Wu's research combines human and artificial intelligence. He uses machine learning to understand human cognitive processes and, on this basis, to develop AI systems that are more efficient, robust and fair than current variants. His approach can promote learning in educational institutions and addresses key challenges of today's AI: high data and energy requirements, limited adaptability and limited social learning. Wu is researching how humans learn efficiently from little data and use social information to flexibly handle new situations – aspects that would be beneficial for AI development. His goal is a human-centred AI that uses the mechanisms of human cognition and can learn and innovate like humans.

‘Artificial intelligence is playing an increasingly important role in our everyday lives and is significantly simplifying many processes. However, there are also major concerns regarding its reliability. It is often not very adaptable and the associated data and energy consumption is immense,’ says Timon Gremmels, Hesse's Minister of Science. ’Dr Wu enriches research on artificial intelligence in Hesse as a whole and strengthens networking, not least between the clusters in the Excellence Competition.’

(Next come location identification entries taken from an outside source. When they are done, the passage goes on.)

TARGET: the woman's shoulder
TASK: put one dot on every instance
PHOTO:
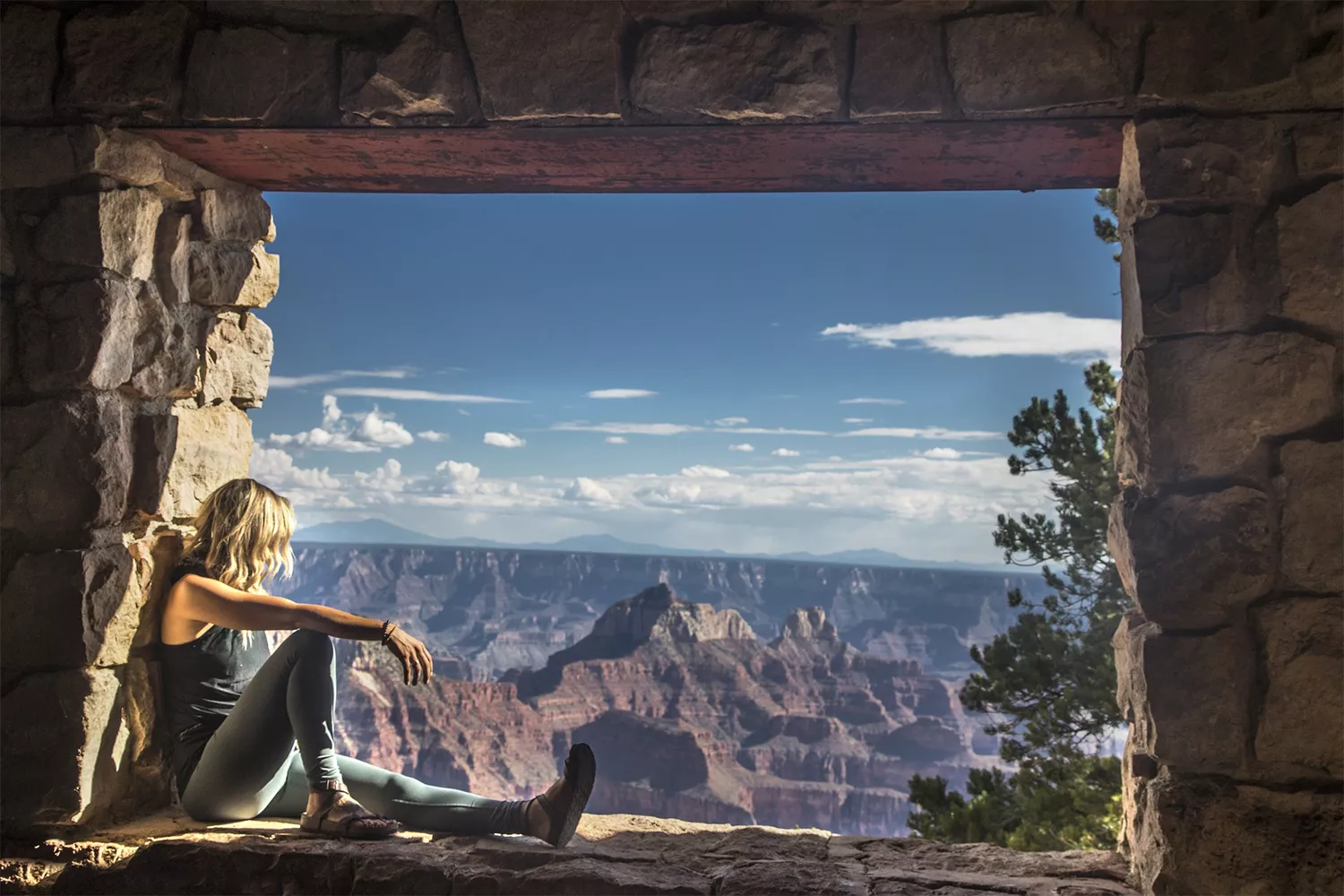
(188, 564)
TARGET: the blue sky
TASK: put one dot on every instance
(441, 362)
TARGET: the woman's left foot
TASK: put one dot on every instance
(335, 813)
(556, 814)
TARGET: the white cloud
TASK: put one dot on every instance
(324, 440)
(276, 468)
(621, 394)
(383, 478)
(925, 433)
(933, 506)
(331, 376)
(459, 476)
(1048, 333)
(331, 410)
(890, 402)
(585, 489)
(941, 454)
(701, 470)
(758, 430)
(378, 429)
(424, 395)
(351, 433)
(626, 429)
(504, 440)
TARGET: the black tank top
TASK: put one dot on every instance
(203, 680)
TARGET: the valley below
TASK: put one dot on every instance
(712, 689)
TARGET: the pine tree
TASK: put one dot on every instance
(1048, 683)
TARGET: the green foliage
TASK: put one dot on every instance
(1051, 677)
(1107, 228)
(1045, 806)
(1048, 683)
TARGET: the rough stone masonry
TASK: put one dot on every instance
(131, 346)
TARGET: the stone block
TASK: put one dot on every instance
(421, 77)
(80, 335)
(263, 77)
(1304, 697)
(172, 258)
(1030, 62)
(897, 69)
(123, 59)
(1196, 274)
(572, 50)
(233, 274)
(753, 72)
(1203, 406)
(346, 18)
(1309, 489)
(167, 352)
(66, 468)
(238, 354)
(29, 61)
(238, 214)
(210, 446)
(1317, 145)
(70, 608)
(1191, 560)
(78, 737)
(1311, 258)
(1198, 692)
(1199, 834)
(1193, 163)
(50, 156)
(1131, 685)
(113, 230)
(1249, 50)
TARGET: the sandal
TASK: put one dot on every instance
(564, 814)
(352, 826)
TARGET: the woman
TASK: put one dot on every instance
(237, 710)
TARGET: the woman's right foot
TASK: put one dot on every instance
(554, 815)
(335, 813)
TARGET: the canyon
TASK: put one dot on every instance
(486, 611)
(691, 715)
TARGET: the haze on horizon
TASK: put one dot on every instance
(755, 374)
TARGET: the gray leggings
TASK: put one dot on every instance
(250, 766)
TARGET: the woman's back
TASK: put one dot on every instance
(203, 680)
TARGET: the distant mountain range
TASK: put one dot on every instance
(384, 532)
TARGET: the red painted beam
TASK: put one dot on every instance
(922, 156)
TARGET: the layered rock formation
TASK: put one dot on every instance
(513, 608)
(691, 715)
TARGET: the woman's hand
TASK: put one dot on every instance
(417, 664)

TU Darmstadt is currently involved in three Clusters of Excellence in the highly competitive Excellence Strategy competition. Wu's appointment to the professorship of Computational Cognitive Science at the Department of Human Sciences will further strengthen the expertise of TU Darmstadt in the two networks ‘The Adaptive Mind’ (TAM) and ‘Reasonable AI’ (RAI). At the same time, his acceptance of the professorship also demonstrates the international reputation of cognitive sciences at TU Darmstadt.

With Professor Loes von Dam, Professor Thomas S. A. Wallis and Humboldt Professor Angela Yu, a number of high-ranking scientists with international backgrounds are already conducting research in this field.

Wu will join the TU in June 2025. The LOEWE funding will start on 1 January 2026. He will be a member of the Centre for Cognitive Science at the TU Darmstadt and the Hessian Centre for Artificial Intelligence, hessian.AI.

LOEWE Professorships at TU Darmstadt

LOEWE Start Professorships are aimed at excellent scientists at an early stage in their careers, who are attracted to or retained in Hesse as a centre of science with funding of up to two million euros for a period of six years. Further funding lines are LOEWE Top Professorships and LOEWE Transfer Professorships. With Charley Wu, the tenth LOEWE professorship is coming to TU Darmstadt. So far, Professor Iryna Gurevych, Professor Marcus Rohrbach, Professor Mira Mezini, Professor Carsten Binnig (all in computer science) and Professor Achim Schwenk (physics) have been awarded LOEWE top professorships. Professor Timo Richarz (Mathematics), Professor Anna Rohrbach (computer science) and Professor Anna C. Bakenecker (Electrical Engineering and Information Technology) hold LOEWE start professorships. One of the first four LOEWE transfer professorships went to Professor Matthias Weigold (Mechanical Engineering).

Personal details

After studying philosophy and cognitive science in Vancouver and Vienna, Dr Charley Wu worked at the Max Planck Institute for Human Development in Berlin and completed his doctorate in psychology at Humboldt University in Berlin. He then conducted research as a postdoc at the renowned Harvard University. From 2020, he led a research group at the University of Tübingen, financed by the Cluster of Excellence ‘Machine Learning for Science’ and the Tübingen AI Centre. In 2024, he was awarded an ERC Starting Grant and the Rising Star Award from the American Psychological Society.

Cluster of Excellence projects RAI and TAM

‘The Adaptive Mind’ (TAM) and “Reasonable AI” (RAI) are two of the projects with which TU Darmstadt and its partner universities are currently applying for funding in the Cluster of Excellence line as part of the Excellence Strategy of the German federal and state governments. TU Darmstadt is represented in the Excellence Strategy competition with a total of three project outlines. In addition to ‘TAM’ from the field of cognitive sciences and ‘RAI’ on artificial intelligence, this is CoM2Life on communicating biomaterials.